1985 saw the first fruits of this new relationship- single Walking on Sunshine, re-worked with additional horns, was an instant radio-friendly smash, a Top 10 hit in the UK, the USA, Canada and Australia among other places. More recently, the song was covered by Aly & AJ for Walt Disney's 2005 movie Herbie: Fully Loaded, starring Lindsay Lohan. It was followed a month later by their eponymous third album, comprising re-recorded versions of the best songs from the previous two, which went Top 30 in both the UK and US. Second single Do You Want Crying went Top 40 in America and the band was nominated for a "Best New Artist" Grammy.

Fourth album Waves failed to generate the same critical response nor massive commercial success and many pointed to the fact that Rew composed only two of the ten songs on this collection, although the Rew-penned Is That It received radio play and the de la Cruz-written Sun Street was a UK Top 30 hit. Capitol Record didn't help matters much by dropping the band.
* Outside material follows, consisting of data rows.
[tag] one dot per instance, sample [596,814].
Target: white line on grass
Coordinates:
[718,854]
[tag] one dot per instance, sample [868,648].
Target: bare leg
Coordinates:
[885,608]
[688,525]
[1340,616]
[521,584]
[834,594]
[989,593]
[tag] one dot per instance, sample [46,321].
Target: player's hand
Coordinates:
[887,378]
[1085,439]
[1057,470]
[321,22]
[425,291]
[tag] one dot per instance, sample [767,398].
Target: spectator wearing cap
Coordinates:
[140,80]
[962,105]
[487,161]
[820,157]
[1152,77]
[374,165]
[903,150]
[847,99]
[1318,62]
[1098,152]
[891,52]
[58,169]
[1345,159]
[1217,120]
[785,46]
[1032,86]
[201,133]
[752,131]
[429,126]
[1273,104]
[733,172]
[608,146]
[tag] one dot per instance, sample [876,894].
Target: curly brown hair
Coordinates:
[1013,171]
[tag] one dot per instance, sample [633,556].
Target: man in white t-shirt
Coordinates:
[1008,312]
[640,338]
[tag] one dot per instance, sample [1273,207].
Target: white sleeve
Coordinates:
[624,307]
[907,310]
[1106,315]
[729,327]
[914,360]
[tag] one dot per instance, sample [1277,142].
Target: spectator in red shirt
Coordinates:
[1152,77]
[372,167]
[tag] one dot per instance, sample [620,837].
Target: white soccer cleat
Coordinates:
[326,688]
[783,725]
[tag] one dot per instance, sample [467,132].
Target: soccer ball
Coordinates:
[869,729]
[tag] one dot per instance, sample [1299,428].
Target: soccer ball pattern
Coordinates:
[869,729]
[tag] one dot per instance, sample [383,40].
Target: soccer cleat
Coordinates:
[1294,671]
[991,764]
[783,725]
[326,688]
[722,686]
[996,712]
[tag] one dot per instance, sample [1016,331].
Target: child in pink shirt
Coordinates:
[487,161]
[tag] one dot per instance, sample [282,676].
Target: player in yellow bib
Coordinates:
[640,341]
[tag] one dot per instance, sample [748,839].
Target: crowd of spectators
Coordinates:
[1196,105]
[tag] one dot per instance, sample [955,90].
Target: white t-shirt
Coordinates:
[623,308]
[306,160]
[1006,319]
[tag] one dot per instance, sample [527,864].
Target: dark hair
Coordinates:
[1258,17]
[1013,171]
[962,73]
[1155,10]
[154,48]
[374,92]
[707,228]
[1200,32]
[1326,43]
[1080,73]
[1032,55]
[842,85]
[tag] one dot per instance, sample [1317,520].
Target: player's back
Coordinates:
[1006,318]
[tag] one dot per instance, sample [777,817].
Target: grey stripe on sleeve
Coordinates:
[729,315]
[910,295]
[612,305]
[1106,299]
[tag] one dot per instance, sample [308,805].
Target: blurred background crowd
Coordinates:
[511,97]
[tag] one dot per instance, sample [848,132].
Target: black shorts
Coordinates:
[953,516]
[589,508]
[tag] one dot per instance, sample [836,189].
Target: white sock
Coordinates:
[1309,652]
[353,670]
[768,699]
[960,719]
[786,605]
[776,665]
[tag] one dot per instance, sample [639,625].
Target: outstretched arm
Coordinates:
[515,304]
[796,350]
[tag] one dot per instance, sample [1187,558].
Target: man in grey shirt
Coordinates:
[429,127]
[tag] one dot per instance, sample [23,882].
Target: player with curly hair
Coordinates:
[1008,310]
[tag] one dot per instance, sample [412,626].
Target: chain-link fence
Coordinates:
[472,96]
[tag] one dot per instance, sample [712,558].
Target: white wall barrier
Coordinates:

The band re-grouped and by 1989 had a new deal with SBK Records, which released the more rock-oriented Break Of Hearts album. Despite catchy singles Rock'n'Roll Girl and That's The Way- the latter a US Top 20 Leskanich/Rew co-write- it was their only album for the label. "That was our big hair period," Leskanich laughs now. "SBK told us that they could see us as a stadium band, Bryan Adams style, and Kim was coming up with this stuff that was perfect for rock radio." "We've never been successful enough to be immune from the influences of producers and marketing men," concedes Rew. "The more we fell for those 80s trademarks, the more we diluted the band."

The band re-focused east of the Atlantic, releasing three albums- 1991's Pet The Tiger on Virgin Records (the title track a co-write with Liam Sternberg, composer of The Bangles' hit Walk Like An Egyptian), 1993' Edge Of The Land (which featured cracking compositions I'm In Deep and The Beauty Myth from producer Phil Thornalley) and 1995's Turn Around, both on Polydor Records in the UK, mainland Europe and Canada.

Unashamedly grabbing the chance to represent the UK in the 1997 Eurovision Song Contest two days after Labour's general election triumph, Katrina And The Waves' stunning song Love Shine A Light destroyed the kitsch competition, winning by a record points margin and making them the most credible victors since ABBA's Waterloo. A new deal with Warners saw Love Shine A Light also become their highest charting UK single, reaching #3- mystifyingly, it was never released in the USA- and ninth album Walk On Water followed quickly. On the back of this second bite of the cherry, EMI Records issued Walking On Sunshine: The Best Of Katrina And The Waves, an excellent compilation of their Capitol/EMI songs from 1985 to 1991.

Sadly, within a year, Leskanich quit the band. After playing several shows with Lynda Hayes, one of the UK's top studio singers, Kimberley, Vince and Alex agreed to put the band on hold, leaving themselves free to pursue other musical avenues. They focused on running Kyboside Ltd, incorporates their highly successful publishing company, three private but fully professional studios (two in Cambridge, one in Florida) and all that pertains to the name and legacy of Katrina and the Waves. As a drummer Al can never retire. It is what he does, what he is defined by. He gigs constantly with friends and acquaintances he´s made over 30 years drumming. His influences started with Buddy Rich, then there was Brian Bennett, Ringo, Keith Moon, Mick Fleetwood, Dave Mattacks…the list goes on and on.